Daran, dass du deinem Button auch noch den ActionListener adden musst.

[edit]also bei mir funzt dein prog[/edit]

[edit]weil du dich innerhalb einer Methode (main-Methode) befindest[/edit]


----------



## SlaterB (5. Jun 2012)

anonyme Klassen wollen eben nur mit finalen lokalen Variablen von außerhalb sprechen, so ist eben in Java, 
eine Regel und gut ist,

grundsätzlich kann man ja Java diese Sicherheit, dass das Objekt eindeutig ist, nicht mehr wechselt zugestehen,
wobei es auch klar ersichtlich ist, dass der Compiler genausogut ohne Fehler funktionieren könnten,

eine ganz klar funktionierende Variante ohne denkbare Probleme wäre z.B., wenn der Compiler für derart verwendete Variablen im Stillen das final bei der Deklaration dazudenkt,
gibt es Probleme, und sei es wegen Variablen-Deklaration erst in der nächsten Zeile, könnte immer noch gemeckert werden,
für dieses Beispiel würde es aber reichen

von komplexeren Untersuchungen, wo und wie oft neue Werte zugewiesen werden ganz zu schweigen,
selbst veränderliche Variablen könnten eigentlich zugelassen sein,
aber was solls, der Compiler muss hier nicht im Geheimen agieren oder ähnlich verrenken, 
die Regel ist nicht zuviel zugemutet


----------



## Jack159 (5. Jun 2012)

Na gut, dann ist alles klar, danke euch beiden 

@ jgh:
Dass ich dem Button den ActionListener adden muss, ist mir 5 Sekunden nach Thread eröffnung eingefallen, habs dann noch schnell umeditiert (leider nicht schnell genug  ), da mir die final-Sache zu dem Zeitpunkt auch unklar war, trozdem danke


----------



## HimBromBeere (5. Jun 2012)

> Das ganze funktioniert auch, aber ich frage mich, warum er fordert, dass der Button b final sein soll, sobald ich in der actionPerformed() auf den Button mit b.tueirgendwas() zugreifen will?!

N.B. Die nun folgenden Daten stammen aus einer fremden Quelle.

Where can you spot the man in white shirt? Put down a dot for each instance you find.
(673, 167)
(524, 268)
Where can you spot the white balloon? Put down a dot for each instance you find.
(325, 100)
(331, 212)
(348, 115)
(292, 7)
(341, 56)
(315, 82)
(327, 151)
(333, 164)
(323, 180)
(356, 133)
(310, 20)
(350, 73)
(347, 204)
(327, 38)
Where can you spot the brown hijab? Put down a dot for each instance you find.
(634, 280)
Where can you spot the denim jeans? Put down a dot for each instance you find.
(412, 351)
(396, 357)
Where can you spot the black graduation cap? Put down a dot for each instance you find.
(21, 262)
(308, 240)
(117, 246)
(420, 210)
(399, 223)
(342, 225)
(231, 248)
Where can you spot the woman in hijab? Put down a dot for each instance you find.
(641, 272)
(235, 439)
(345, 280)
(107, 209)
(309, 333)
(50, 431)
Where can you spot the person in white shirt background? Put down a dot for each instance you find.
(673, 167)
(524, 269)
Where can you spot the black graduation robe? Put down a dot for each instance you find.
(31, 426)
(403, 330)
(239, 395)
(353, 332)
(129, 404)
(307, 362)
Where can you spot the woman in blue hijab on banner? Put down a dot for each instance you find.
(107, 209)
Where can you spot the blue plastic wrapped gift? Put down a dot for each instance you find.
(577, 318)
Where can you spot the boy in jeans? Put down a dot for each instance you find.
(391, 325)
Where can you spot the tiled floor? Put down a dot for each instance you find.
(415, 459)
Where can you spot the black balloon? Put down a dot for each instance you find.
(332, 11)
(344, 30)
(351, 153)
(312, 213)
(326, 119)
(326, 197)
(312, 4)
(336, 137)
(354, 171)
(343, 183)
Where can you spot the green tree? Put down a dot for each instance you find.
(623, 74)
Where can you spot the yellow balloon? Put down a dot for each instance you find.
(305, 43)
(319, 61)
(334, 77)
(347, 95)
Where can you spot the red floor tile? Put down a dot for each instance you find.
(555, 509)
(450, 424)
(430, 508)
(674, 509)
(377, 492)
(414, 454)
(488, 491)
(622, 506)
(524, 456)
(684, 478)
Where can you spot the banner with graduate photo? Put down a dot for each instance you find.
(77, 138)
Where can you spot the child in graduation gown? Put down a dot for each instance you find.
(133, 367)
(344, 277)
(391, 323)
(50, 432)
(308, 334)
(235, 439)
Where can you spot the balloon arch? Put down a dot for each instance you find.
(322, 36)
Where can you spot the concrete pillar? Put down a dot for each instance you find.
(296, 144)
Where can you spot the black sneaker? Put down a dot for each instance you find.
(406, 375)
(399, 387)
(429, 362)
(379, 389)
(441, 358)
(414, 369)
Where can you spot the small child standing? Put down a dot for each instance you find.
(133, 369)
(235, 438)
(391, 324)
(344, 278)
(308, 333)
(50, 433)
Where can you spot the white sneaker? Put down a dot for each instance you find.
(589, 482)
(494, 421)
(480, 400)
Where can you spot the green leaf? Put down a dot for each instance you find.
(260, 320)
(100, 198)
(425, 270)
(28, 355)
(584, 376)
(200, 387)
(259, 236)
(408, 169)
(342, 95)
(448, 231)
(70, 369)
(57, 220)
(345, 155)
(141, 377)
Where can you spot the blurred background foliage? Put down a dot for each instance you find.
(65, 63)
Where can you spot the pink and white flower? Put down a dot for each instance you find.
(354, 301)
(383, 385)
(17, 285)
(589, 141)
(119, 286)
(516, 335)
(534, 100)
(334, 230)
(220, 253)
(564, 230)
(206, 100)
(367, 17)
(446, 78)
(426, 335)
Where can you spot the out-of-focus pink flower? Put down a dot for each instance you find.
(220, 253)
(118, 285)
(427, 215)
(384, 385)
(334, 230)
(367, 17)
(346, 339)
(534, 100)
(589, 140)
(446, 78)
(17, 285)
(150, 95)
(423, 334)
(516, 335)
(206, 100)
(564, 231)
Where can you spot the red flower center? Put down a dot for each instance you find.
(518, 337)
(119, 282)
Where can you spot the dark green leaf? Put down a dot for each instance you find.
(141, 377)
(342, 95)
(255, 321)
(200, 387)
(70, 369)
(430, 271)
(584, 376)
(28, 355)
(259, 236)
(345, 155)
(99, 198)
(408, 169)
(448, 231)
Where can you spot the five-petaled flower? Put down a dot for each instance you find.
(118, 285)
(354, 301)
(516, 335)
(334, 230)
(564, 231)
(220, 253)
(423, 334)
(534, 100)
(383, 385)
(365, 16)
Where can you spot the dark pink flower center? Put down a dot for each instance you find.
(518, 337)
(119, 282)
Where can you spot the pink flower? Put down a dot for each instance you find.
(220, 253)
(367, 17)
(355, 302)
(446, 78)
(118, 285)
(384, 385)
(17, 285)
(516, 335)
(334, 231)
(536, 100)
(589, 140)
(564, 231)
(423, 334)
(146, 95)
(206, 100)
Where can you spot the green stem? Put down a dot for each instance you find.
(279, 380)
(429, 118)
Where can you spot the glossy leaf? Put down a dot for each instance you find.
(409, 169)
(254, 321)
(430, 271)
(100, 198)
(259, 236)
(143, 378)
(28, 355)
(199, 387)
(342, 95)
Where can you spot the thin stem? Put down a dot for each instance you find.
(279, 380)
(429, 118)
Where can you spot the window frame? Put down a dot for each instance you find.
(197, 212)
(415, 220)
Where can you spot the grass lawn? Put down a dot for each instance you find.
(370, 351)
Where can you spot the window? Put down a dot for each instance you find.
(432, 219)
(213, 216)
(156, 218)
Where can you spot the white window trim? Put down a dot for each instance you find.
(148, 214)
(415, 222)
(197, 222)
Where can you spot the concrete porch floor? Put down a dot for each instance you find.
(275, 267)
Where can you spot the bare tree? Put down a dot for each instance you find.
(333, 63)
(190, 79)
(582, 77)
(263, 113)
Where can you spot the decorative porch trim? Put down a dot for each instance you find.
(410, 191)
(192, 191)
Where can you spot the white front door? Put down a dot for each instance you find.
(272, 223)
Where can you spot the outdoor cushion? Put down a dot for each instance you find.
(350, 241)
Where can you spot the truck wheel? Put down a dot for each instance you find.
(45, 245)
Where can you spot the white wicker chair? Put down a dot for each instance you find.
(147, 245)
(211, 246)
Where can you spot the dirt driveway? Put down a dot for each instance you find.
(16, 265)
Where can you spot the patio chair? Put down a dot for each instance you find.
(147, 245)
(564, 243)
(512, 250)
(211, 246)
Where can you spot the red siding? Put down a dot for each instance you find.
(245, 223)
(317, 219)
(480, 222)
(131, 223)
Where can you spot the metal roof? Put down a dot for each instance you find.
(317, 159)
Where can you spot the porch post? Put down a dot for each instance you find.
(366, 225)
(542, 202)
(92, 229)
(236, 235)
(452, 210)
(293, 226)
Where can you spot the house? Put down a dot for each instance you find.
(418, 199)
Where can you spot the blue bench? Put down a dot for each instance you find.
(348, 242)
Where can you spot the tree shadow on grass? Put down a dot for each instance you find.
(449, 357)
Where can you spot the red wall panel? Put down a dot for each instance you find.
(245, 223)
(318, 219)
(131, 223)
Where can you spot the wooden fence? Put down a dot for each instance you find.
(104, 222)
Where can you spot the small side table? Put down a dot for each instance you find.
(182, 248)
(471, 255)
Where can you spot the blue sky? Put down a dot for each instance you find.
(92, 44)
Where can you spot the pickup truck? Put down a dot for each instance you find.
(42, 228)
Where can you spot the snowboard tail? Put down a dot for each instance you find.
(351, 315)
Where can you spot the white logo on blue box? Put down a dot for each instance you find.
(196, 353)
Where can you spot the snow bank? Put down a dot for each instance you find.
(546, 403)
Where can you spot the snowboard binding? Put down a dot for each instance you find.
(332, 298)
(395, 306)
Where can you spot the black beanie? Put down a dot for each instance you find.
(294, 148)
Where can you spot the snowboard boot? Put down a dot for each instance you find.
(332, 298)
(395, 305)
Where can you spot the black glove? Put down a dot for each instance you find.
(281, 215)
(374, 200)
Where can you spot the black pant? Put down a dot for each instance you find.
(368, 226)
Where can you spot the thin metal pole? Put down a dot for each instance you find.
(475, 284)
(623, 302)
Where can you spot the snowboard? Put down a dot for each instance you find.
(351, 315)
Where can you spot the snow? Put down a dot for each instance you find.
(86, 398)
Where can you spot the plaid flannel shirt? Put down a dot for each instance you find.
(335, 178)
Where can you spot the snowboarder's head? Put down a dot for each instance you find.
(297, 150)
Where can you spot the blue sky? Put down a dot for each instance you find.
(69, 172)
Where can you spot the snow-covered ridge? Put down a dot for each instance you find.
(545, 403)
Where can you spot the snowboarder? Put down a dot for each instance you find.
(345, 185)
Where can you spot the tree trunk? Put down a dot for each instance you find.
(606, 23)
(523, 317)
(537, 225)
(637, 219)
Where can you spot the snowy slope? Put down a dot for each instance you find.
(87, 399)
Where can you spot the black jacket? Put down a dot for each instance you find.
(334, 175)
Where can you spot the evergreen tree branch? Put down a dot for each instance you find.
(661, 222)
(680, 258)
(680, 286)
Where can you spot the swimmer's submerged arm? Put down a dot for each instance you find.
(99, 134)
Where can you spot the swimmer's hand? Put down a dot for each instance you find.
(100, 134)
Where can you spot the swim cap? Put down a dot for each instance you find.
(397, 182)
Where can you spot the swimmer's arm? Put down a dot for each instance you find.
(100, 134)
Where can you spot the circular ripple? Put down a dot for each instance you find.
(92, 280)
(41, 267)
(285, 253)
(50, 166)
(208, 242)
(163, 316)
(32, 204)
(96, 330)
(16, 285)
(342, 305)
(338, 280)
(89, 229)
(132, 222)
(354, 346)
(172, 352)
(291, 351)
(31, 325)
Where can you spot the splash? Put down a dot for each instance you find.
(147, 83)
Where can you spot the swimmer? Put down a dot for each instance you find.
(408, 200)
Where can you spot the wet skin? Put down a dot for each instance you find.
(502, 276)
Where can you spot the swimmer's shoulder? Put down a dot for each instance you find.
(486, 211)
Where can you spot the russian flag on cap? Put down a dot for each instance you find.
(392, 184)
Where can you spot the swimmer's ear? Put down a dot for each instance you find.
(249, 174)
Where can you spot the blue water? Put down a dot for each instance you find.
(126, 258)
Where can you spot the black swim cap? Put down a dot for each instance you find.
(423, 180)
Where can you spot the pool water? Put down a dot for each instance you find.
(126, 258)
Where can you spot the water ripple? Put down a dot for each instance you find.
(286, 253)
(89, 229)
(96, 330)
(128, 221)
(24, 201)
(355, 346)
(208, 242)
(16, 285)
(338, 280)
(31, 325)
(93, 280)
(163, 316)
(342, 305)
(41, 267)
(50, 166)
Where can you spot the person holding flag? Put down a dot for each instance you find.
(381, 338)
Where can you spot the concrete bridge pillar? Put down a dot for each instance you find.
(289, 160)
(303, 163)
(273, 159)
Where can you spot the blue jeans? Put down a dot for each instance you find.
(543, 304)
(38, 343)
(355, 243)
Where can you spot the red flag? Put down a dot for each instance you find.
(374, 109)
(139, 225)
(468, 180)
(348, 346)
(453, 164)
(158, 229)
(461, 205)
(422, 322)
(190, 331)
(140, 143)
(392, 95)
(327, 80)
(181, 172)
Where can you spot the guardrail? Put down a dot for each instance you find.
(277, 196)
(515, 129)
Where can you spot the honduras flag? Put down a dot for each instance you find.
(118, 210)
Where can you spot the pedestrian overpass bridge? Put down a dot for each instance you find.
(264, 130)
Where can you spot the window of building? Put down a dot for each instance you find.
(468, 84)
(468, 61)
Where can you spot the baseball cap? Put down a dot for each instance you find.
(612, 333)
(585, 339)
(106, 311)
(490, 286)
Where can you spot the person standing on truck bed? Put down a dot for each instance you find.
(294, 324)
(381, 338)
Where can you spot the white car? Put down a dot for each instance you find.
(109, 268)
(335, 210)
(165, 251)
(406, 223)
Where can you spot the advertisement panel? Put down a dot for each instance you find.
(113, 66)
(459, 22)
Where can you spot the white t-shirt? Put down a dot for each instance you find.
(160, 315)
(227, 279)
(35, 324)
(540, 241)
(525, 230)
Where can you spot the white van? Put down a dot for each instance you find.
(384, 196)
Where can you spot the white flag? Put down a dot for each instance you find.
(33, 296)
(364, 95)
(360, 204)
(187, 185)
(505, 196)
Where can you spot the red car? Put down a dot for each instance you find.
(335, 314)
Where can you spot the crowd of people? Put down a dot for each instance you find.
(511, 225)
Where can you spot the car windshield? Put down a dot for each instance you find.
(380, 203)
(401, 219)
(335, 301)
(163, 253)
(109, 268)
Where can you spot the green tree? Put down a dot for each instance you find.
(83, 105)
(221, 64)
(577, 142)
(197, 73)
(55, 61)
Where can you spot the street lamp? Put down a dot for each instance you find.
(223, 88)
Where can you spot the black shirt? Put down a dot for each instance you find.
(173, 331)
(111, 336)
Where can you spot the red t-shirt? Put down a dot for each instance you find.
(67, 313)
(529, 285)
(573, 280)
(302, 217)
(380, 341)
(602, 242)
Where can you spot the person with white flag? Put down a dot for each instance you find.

Ohne das jetzt mit aboluter Sicherheit sagen zu können: final ist dafür da, dass du die Referenz einer Variablen nicht ändern kannst (Methodenaufrufe der Form b.tuIrgendwas() dagegen gehen natürlich trotzdem). Wenn du nun mit b einen anderen Button referenzieren würdest, dann würdest du die actionPerformed ja quasi ihre Daseinsberechtigung nehmen, da das Objekt, auf das sich diese Funktion eigentlich bezieht, jetzt nicht mehr ansprechbar wäre (denn b referenziert ja schließlich ein anderes Objekt).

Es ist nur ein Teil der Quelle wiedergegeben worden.